Maliye Bakanı Mehmet Şimşek, Türkiye'nin Arap dünyasıyla bağlarının zaten ortada olan bütünleşmenin üzerine yerleşmemesi için neden bulunmadığını ancak genel olarak yollarının serbest ticaret olduğunu belirterek, "Çünkü bütün bölgeyi kalkındıracak olan budur" dedi. Şimşek, 5. Türk-Arap Ekonomi Forumu'nun kapanışında soruları yanıtlarken, politika düzenleyicilerinin anlaşmalar yapabileceğini ancak sonuçta bu tür etkinliklerin, birebir etkileşimleri kolaylaştırdığı takdirde anlamlı olacağını söyledi. Arap Serbest Ticaret Bölgesi ve Arap Gümrük Birliği projeleri hatırlatılarak sorulan "Türkiye'nin Lübnan, Suriye, Ürdün'le yaptığı işbirliği görüşmelerinde bu ülkelerle Arap Serbest Ticaret Bölgesi arasında entegrasyon var mı? Arap dünyasında Türkiye'nin rolü büyük bir memnuniyetle karşılanıyor ancak Arap ülkelerinde buna ilişkin bir korku var" şeklindeki soru üzerine Şimşek, şunları kaydetti: "Rekabet olmaksızın, inovasyon verimlilik olmaz ama kaygıları anlamıyor değilim. Serbest ticaret anlaşmalarında, geçiş dönemi çok önemlidir. Çünkü diyelim bir ülke diğerine göre daha gelişkindir, arada bir geçiş dönemi olması lazım."
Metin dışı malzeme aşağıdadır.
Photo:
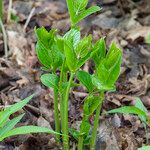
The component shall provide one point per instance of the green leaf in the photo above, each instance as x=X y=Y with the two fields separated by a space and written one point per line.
x=100 y=86
x=10 y=125
x=86 y=80
x=71 y=40
x=86 y=13
x=90 y=105
x=108 y=69
x=85 y=128
x=100 y=47
x=144 y=148
x=4 y=116
x=71 y=59
x=130 y=110
x=45 y=37
x=48 y=48
x=70 y=5
x=50 y=80
x=43 y=55
x=86 y=58
x=83 y=47
x=148 y=39
x=60 y=43
x=73 y=37
x=80 y=5
x=27 y=130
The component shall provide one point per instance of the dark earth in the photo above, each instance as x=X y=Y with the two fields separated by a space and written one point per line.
x=125 y=22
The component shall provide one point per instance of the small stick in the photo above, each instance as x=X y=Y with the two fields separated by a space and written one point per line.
x=28 y=19
x=5 y=38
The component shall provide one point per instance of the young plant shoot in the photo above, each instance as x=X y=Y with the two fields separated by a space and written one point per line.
x=62 y=57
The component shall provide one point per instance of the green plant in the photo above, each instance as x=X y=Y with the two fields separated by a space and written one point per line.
x=7 y=126
x=1 y=9
x=148 y=39
x=144 y=148
x=66 y=55
x=139 y=109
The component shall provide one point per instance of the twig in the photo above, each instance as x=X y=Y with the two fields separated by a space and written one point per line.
x=29 y=18
x=9 y=11
x=5 y=38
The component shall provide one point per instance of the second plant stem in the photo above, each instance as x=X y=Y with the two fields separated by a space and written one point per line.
x=96 y=122
x=56 y=115
x=65 y=119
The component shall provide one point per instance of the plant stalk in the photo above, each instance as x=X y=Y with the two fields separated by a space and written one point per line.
x=9 y=11
x=56 y=115
x=65 y=132
x=62 y=79
x=71 y=10
x=80 y=142
x=96 y=122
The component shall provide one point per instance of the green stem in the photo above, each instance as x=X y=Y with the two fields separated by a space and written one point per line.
x=71 y=10
x=80 y=142
x=66 y=137
x=56 y=115
x=96 y=123
x=62 y=78
x=1 y=9
x=9 y=11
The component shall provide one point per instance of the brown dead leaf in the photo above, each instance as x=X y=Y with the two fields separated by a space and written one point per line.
x=138 y=32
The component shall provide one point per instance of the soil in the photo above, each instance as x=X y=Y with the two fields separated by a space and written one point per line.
x=125 y=22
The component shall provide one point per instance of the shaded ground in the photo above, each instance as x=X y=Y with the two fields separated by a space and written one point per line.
x=126 y=22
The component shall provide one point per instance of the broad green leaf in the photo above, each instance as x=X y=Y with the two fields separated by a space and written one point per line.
x=130 y=110
x=100 y=86
x=82 y=61
x=50 y=80
x=73 y=37
x=45 y=37
x=114 y=72
x=101 y=51
x=10 y=125
x=85 y=128
x=71 y=59
x=27 y=130
x=90 y=105
x=86 y=80
x=48 y=48
x=12 y=109
x=60 y=43
x=70 y=5
x=86 y=13
x=80 y=5
x=103 y=72
x=114 y=53
x=43 y=55
x=74 y=133
x=83 y=47
x=144 y=148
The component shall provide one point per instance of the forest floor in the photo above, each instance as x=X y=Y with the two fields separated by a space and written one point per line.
x=125 y=22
Şimşek, Arap ülkeleri arasındaki ticaretin, 2-3 trilyon dolarlık genel ticaret hacminden çok küçük bir pay aldığına dikkati çekerek, şu

değerlendirmelerde bulundu: "Bölgesel entegrasyonun derinleştirilmesi, yürümemiz gereken yoldur. Kurallarınızı uyumlaştırabilirseniz, insanların, malların, hizmetlerin serbest dolaşımını sağlayabilirseniz tabii ki ticaret artacaktır. Bu bölgenin daha çok istikrara, barışa ve refaha ihtiyacı var. Türkiye'nin Arap dünyasıyla bağlarının zaten ortada olan bütünleşmenin üzerine yerleşmemesi için hiçbir neden yok ama genel olarak serbest ticaret bizim yolumuz çünkü bütün bölgeyi kalkındıracak olan budur."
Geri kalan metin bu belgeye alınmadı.